House of RepsThe Federal Government has said it regrets that the petroleum refineries are not working while ruling out the possibility of introducing subsidies on Automotive Gas Oil.

It stated that it could not afford the payment of subsidies on diesel. The Chief Executive Officer of the Nigerian National Petroleum Company Limited, Mele Kyari, made this known in Abuja on Tuesday.

The House of Representatives’ Committee on Downstream had summoned stakeholders in the oil and gas sector to an investigative hearing over the scarcity and rising prices  of Premium Motor Spirit (petro), AGO also known as diesel, and Liquefied Petroleum Gas (cooking gas) in the country.

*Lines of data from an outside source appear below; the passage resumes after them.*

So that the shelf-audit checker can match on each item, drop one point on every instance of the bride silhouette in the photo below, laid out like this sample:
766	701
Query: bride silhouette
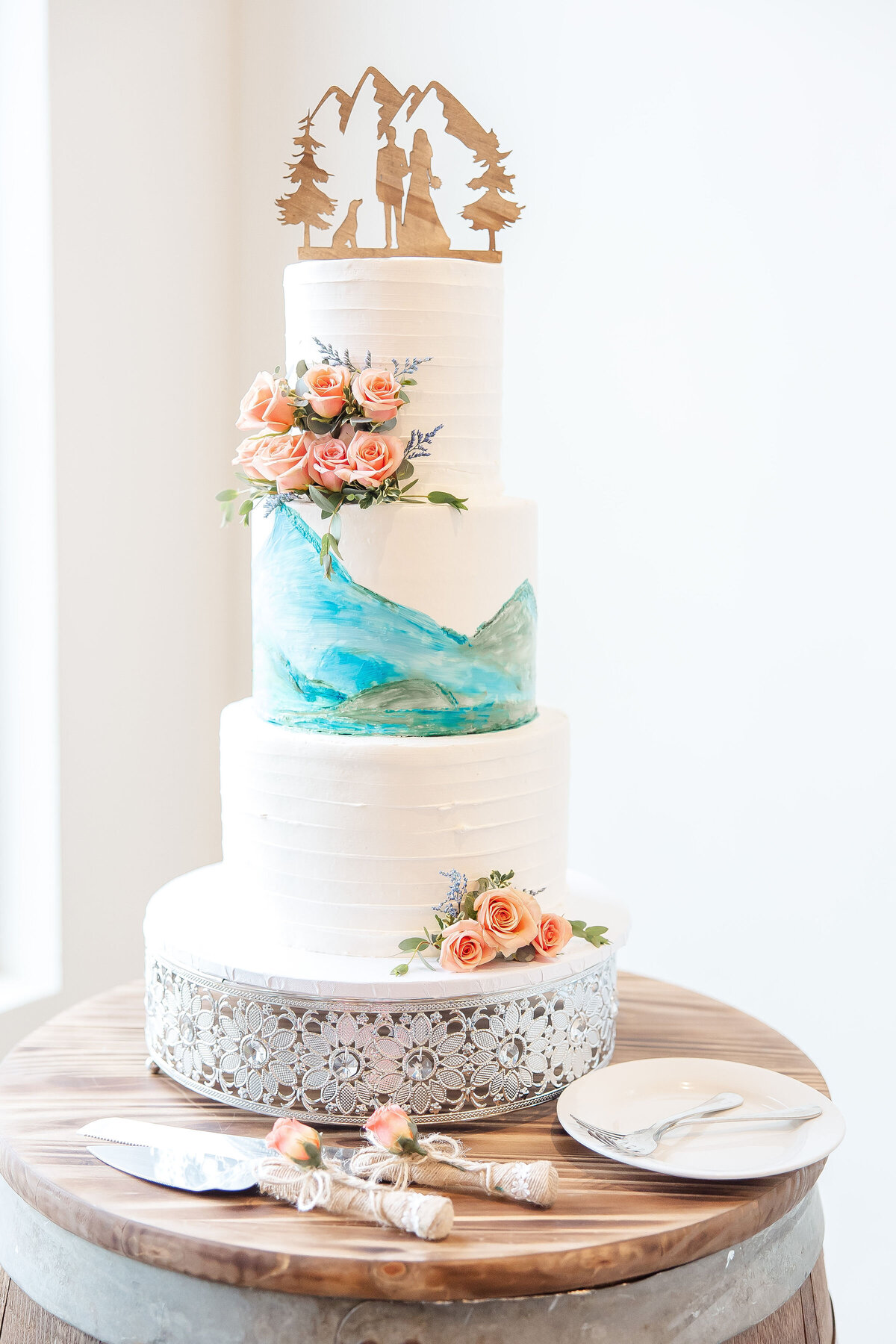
421	231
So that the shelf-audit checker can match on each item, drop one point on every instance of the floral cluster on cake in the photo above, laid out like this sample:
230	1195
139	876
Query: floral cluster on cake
491	918
327	438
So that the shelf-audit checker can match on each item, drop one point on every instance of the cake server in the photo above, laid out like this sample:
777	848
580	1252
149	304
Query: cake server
195	1172
196	1142
327	1187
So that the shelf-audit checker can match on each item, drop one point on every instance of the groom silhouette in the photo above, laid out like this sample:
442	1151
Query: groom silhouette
391	171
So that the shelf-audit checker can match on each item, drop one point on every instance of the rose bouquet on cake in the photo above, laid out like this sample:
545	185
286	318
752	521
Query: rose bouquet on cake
327	438
492	918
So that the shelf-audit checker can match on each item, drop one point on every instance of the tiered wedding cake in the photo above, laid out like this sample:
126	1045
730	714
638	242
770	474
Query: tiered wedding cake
391	749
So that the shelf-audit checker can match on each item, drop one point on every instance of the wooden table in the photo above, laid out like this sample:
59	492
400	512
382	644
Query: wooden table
610	1225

Those grilled by the lawmakers were Kyari, who is the Group Managing Director of the Nigerian National Petroleum Company; and Chief Executive Officer, Nigerian Midstream and Downstream Petroleum Regulatory Authority, Farouk Ahmed, among others

In his presentation, the CEO of the NMDPRA suggested three measures to be taken to address the challenges with the supply and distribution chain.

He said, “The required amount of forex for importation of the petroleum products (should) be made available to the genuine importers at CBN official rate.”

Ahmed also said the government should “encourage the establishment of more local refineries and LPG processing facilities to meet domestic demands,” adding that an increase in the LPG supply from major domestic producers, including NLNG, BRT processing, CNL, LPG, FSO,” would resolve some of the issues.

The NMDPRA stated that in addition to the three suggested solutions, “an extensive consultation is required amongst key stakeholders towards lessening the present tension being generated by the global high oil prices.”

Ahmed said, “Presently, Nigeria is a net importer of refined petroleum products, including AGO, as the country imports about 100 per cent of AGO consumed locally. An average of 12 million litres is also being consumed daily based on the average truck-out quantity.

“The upswing in international price, combined with the prevailing naira/US dollar exchange rate contributes about 80 per cent of the product price at the pump. While the official naira/US dollar exchange rate has remained relatively stable at about N415/US dollar since the beginning of the (Russia-Ukraine) war to date, the parallel rate on the other hand has increased considerably.

“The challenge with this is that petroleum products importers are unable to access the required amount of Forex at the official rate and therefore rely on the parallel market to complement their forex US dollar requirements.

“In addition, the monitored price of AGO currently ranges between N710/litre and N750/litre in the coastal areas, while the LPG price is about N800/kg.”

When asked to be specific on the immediate solution, he stated that the respite to cushion the effect of high price is to make foreign exchange available for marketers to import AGO at the official exchange rate of N415 to a dollar.

Representatives of oil marketing bodies, the Independent Petroleum Marketers Association of Nigeria, the Depot and Petroleum Marketers Association of Nigeria, and the Major Oil Marketers Association of Nigeria, in their separate presentations, demand government intervention regarding forex, while expressing hope that functional refineries would resolve some of the issues.